L-POST: Le paysage politique est assez clivé nord/sud sur les polémiques de ces dernières semaines. Les partis flamands semblent majoritairement soutenir les positions de la Loterie Nationale. Pourquoi ?

En Flandre, on est confronté à des pères moralisateurs. Je trouve cette indignation très sélective. Chacun cherche à renchérir sur le politiquement correct pour gagner des voix. On prend juste les gens pour des imbéciles. N’oubliez pas que du côté néerlandophone du pays, le cyclisme est sponsorisé par la Loterie Nationale. Du côté francophone, le football est plutôt sponsorisé par les opérateurs privés. Vous aurez compris les enjeux. Je rejoins d’ailleurs Georges-Louis Bouchez lorsqu’il dénonce une vision puritaine du sujet et des prises de positions partisanes.

L-POST: Monsieur Bouchez est même allé plus loin. Il a déclaré : « Certains nous disent qu’il faut interdire la pub pour les voitures, parce que c’est polluant, d’autres pour la malbouffe… on peut aussi interdire aux gens de vivre. Qui va financer cela ? Les vendeurs de quinoa ? ». Quelle est  votre réaction ?

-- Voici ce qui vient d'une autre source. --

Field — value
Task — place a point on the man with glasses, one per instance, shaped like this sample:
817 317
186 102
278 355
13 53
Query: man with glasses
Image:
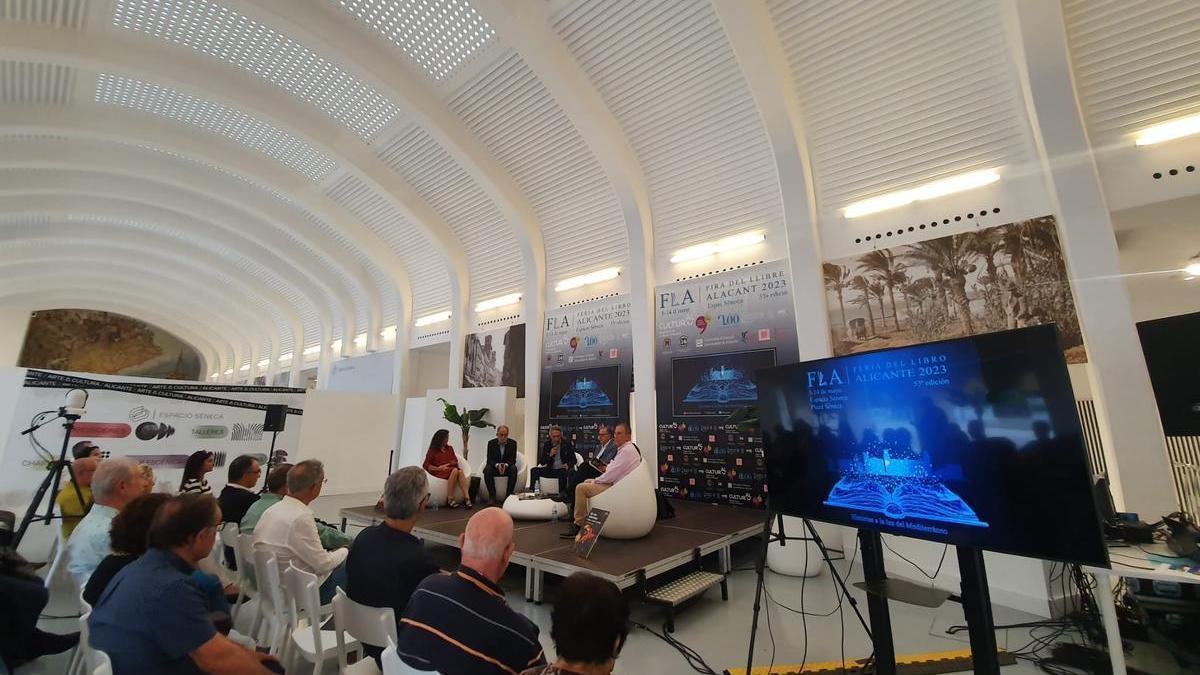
239 494
387 561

Au-delà d’être très drôle, ce commentaire exprime plus que jamais que les citoyens attendent de leurs élites politiques autre chose que du dogmatisme. Ils veulent que l’on fasse œuvre utile. Si l’on souhaite protéger le consommateur, faisons-le de manière intelligente. Nous ne sommes ni contre la canalisation, ni contre les restrictions, mais ce n’est pas en rendant les opérateurs privés invisibles que le ministre de la Justice va résoudre le problème. Actuellement, il n’agit pas dans l’intérêt du citoyen, mais à des fins partisanes. C’est extrêmement malhonnête et cela ne réconciliera certainement pas le monde citoyen avec le monde politique.